Singkat Sejarah Antropologi dan Teori-Teorinya
Herodotos/Herodotus |
Sejarah Antropologi
Sejarah Antropologi - Antropologi berusaha menelusuri akarnya melalui tulisan-tulisan sejarah dan filosofis Yunani kuno tentang sifat manusia dan organisasi masyarakat manusia. Antropolog umumnya menganggap Herodotus, seorang sejarawan Yunani yang hidup pada 400-an SM, sebagai pemikir pertama yang menulis secara luas tentang konsep-konsep yang kemudian menjadi pusat antropologi.
A. Asal-usul Antropologi
Antropologi berusaha menelusuri akarnya melalui tulisan-tulisan sejarah dan filosofis Yunani kuno tentang sifat manusia dan organisasi masyarakat manusia.

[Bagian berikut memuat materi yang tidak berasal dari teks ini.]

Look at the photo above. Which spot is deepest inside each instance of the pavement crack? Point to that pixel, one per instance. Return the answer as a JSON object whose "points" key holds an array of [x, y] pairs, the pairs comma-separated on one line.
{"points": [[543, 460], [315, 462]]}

Antropolog umumnya menganggap Herodotus, seorang sejarawan Yunani yang hidup pada 400-an SM, sebagai pemikir pertama yang menulis secara luas tentang konsep-konsep yang kemudian menjadi pusat antropologi. Dalam buku "History", Herodotus menggambarkan budaya berbagai bangsa di Kekaisaran Persia, yang ditaklukkan oleh orang Yunani pada paruh pertama tahun 400-an SM. Ia menyebut Yunani sebagai budaya dominan Barat dan Persia sebagai budaya dominan Timur. Jenis pembagian ini (antara orang kulit putih keturunan Eropa dan orang lain), merupakan mode yang nantinya akan diadopsi oleh sebagian besar tulisan antropologis.
Ibnu Khaldun |
Sejarawan Arab Ibnu Khaldun, yang hidup pada abad ke-14 M, adalah penulis awal lain dari ide-ide yang relevan dengan antropologi. Khaldun meneliti faktor lingkungan, sosiologis, psikologis, dan ekonomi yang mempengaruhi perkembangan dan jatuh bangunnya peradaban. Baik Khaldun maupun Herodotus menghasilkan deskripsi etnografis yang sangat objektif dan analitik tentang beragam budaya di dunia Mediterania.
Selama Abad Pertengahan (abad ke-5 hingga ke-15 M), para sarjana Alkitab mendominasi pemikiran Eropa tentang pertanyaan mengenai asal usul manusia dan perkembangan budaya. Mereka memperlakukan pertanyaan-pertanyaan ini sebagai masalah keyakinan agama dan mempromosikan gagasan bahwa keberadaan manusia dan semua keragaman manusia adalah ciptaan Tuhan.
Dimulai pada abad ke-15, penjelajah Eropa yang mencari kekayaan di negeri-negeri baru memberikan gambaran yang gamblang tentang budaya eksotis yang mereka temui dalam perjalanan mereka di Asia, Afrika, dan wilayah yang sekarang disebut Amerika. Tetapi para penjelajah Eropa ini tidak menghormati atau memahami bahasa orang-orang yang kemudian berhubungan dengan mereka; dan mereka melakukan pengamatan secara singkat serta tidak sistematis.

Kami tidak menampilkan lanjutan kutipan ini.